Sin comprender lo que le impulsaba ni lo que le ocurría, Edmond, que había permanecido de pie, pasó por encima de las niñas y los niños sentados frente a él, apartó a los dos chiquillos como si jugaran al rugby y ocupó el lugar del penitente. No lo había pensado. Desde luego, no está aquí para confesarse. Hace tiempo que perdió la costumbre. No, es que las palabras del cardenal le han despertado de repente de un profundo y largo sueño espiritual.

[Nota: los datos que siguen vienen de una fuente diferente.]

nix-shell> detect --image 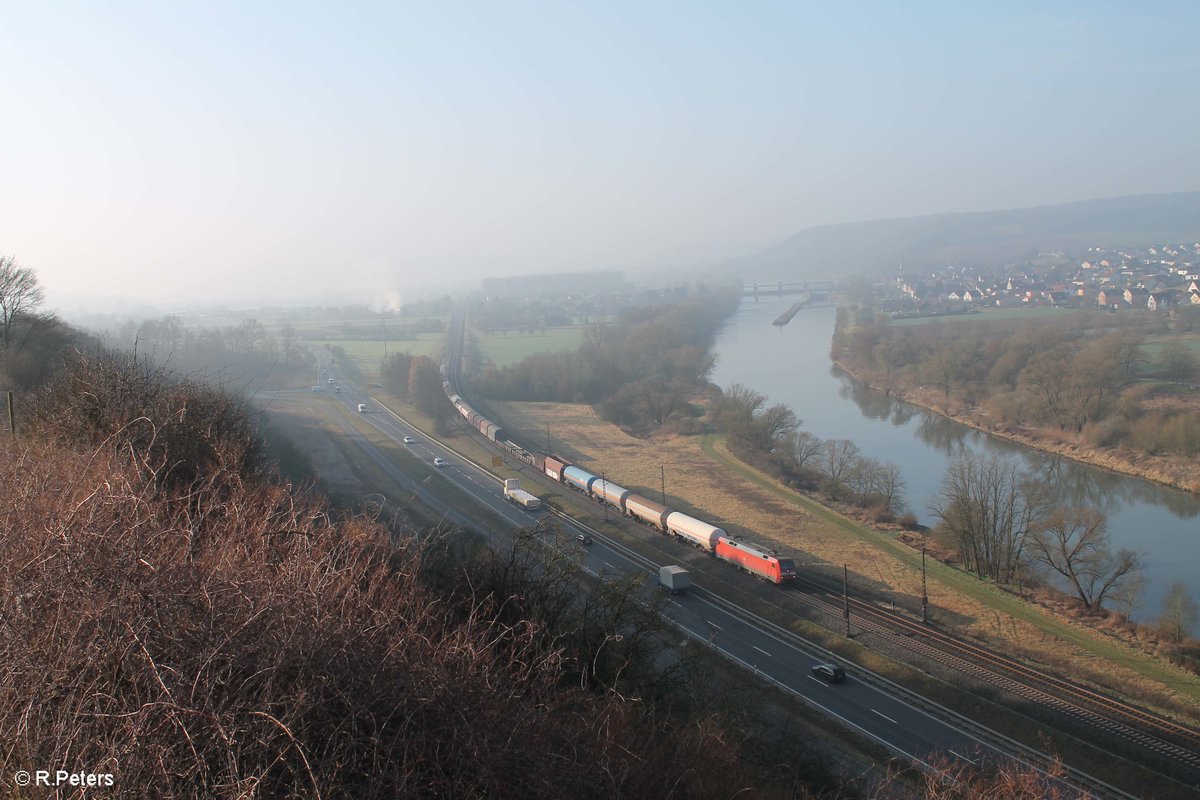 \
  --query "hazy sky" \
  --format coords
[0,0,1200,301]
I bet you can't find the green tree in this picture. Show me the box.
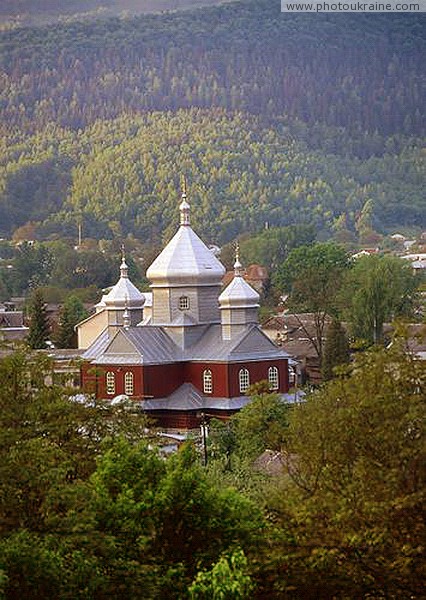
[11,242,53,294]
[269,340,426,600]
[321,319,350,381]
[273,242,349,359]
[188,549,253,600]
[55,295,87,348]
[27,289,50,349]
[343,255,419,344]
[231,381,288,460]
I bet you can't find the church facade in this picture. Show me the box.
[77,192,289,428]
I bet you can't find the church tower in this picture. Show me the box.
[219,246,260,340]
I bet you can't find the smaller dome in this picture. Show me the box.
[100,257,145,308]
[219,252,260,308]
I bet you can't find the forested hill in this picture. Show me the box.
[0,109,426,244]
[0,0,426,135]
[0,0,229,29]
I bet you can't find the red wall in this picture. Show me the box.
[143,363,185,398]
[81,363,143,398]
[229,359,289,398]
[82,359,289,398]
[184,363,230,398]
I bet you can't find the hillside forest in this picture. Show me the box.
[0,0,426,246]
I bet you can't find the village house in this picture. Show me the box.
[77,191,290,428]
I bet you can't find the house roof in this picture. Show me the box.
[97,257,145,308]
[146,196,225,287]
[219,258,260,308]
[83,324,288,365]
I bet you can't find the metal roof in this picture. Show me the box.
[83,324,289,365]
[146,225,225,287]
[185,324,288,362]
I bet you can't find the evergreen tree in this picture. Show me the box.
[322,319,349,381]
[55,296,87,348]
[27,289,50,349]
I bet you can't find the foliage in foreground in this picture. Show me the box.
[0,340,426,600]
[262,336,426,600]
[0,353,263,600]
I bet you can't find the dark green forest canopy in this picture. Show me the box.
[0,0,426,244]
[0,109,426,244]
[0,0,425,135]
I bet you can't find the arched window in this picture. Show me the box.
[268,367,280,390]
[124,371,134,396]
[106,371,115,395]
[179,296,189,310]
[203,369,213,394]
[238,369,250,393]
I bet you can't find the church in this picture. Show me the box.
[77,190,289,429]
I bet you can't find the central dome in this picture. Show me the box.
[146,193,225,287]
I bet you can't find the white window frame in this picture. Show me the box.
[203,369,213,394]
[105,371,115,396]
[179,296,189,310]
[124,371,135,396]
[268,367,280,391]
[238,368,250,394]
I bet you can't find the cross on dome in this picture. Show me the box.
[234,242,243,277]
[179,175,191,225]
[120,244,129,278]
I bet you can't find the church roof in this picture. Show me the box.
[83,324,288,365]
[219,248,260,308]
[100,256,145,308]
[186,324,288,362]
[146,193,225,287]
[141,383,251,410]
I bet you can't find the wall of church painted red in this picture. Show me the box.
[82,359,289,398]
[81,363,143,398]
[143,363,185,398]
[184,363,230,398]
[229,359,289,397]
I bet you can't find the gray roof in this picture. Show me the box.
[83,324,288,365]
[146,225,225,287]
[83,327,182,365]
[82,329,110,360]
[187,325,288,362]
[141,383,250,410]
[140,383,303,411]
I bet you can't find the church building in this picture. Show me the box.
[77,191,289,428]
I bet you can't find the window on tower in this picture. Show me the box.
[106,371,115,395]
[203,369,213,394]
[179,296,189,310]
[268,367,279,390]
[124,371,134,396]
[238,369,250,394]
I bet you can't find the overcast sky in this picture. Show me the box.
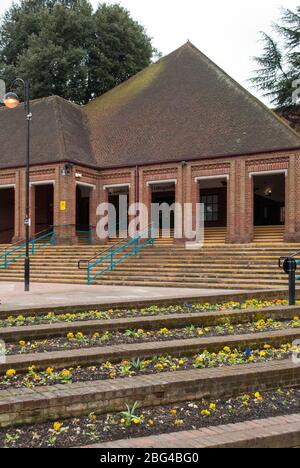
[0,0,300,103]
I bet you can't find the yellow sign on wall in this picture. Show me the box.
[59,200,67,211]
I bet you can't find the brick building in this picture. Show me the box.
[0,43,300,244]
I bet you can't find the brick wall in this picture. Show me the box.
[0,151,300,244]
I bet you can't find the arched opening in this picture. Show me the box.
[76,185,91,233]
[107,185,129,239]
[200,177,228,243]
[0,187,15,244]
[34,184,54,234]
[150,181,176,237]
[253,173,285,242]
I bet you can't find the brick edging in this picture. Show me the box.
[0,289,287,320]
[0,328,300,373]
[0,360,300,427]
[0,306,300,342]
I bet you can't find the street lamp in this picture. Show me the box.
[3,78,32,291]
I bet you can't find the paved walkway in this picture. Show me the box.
[84,414,300,449]
[0,282,245,311]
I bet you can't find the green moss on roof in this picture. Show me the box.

Después de una conversación muy profunda con el sacerdote, Edmond se confesó. Las cosas estaban a punto de cambiar para él. Las homilías que había temido le cautivaron y, durante las visitas vespertinas a Roma, reflexionó largamente sobre las enseñanzas de la mañana. Regresó a París el Lunes de Ramos "completamente sediento". Hombre muy cartesiano, quería estar seguro de que Dios existía, y sólo se plantearía cambiar de vida, basándose en el éxito material, si la respuesta positiva quedaba firmemente establecida.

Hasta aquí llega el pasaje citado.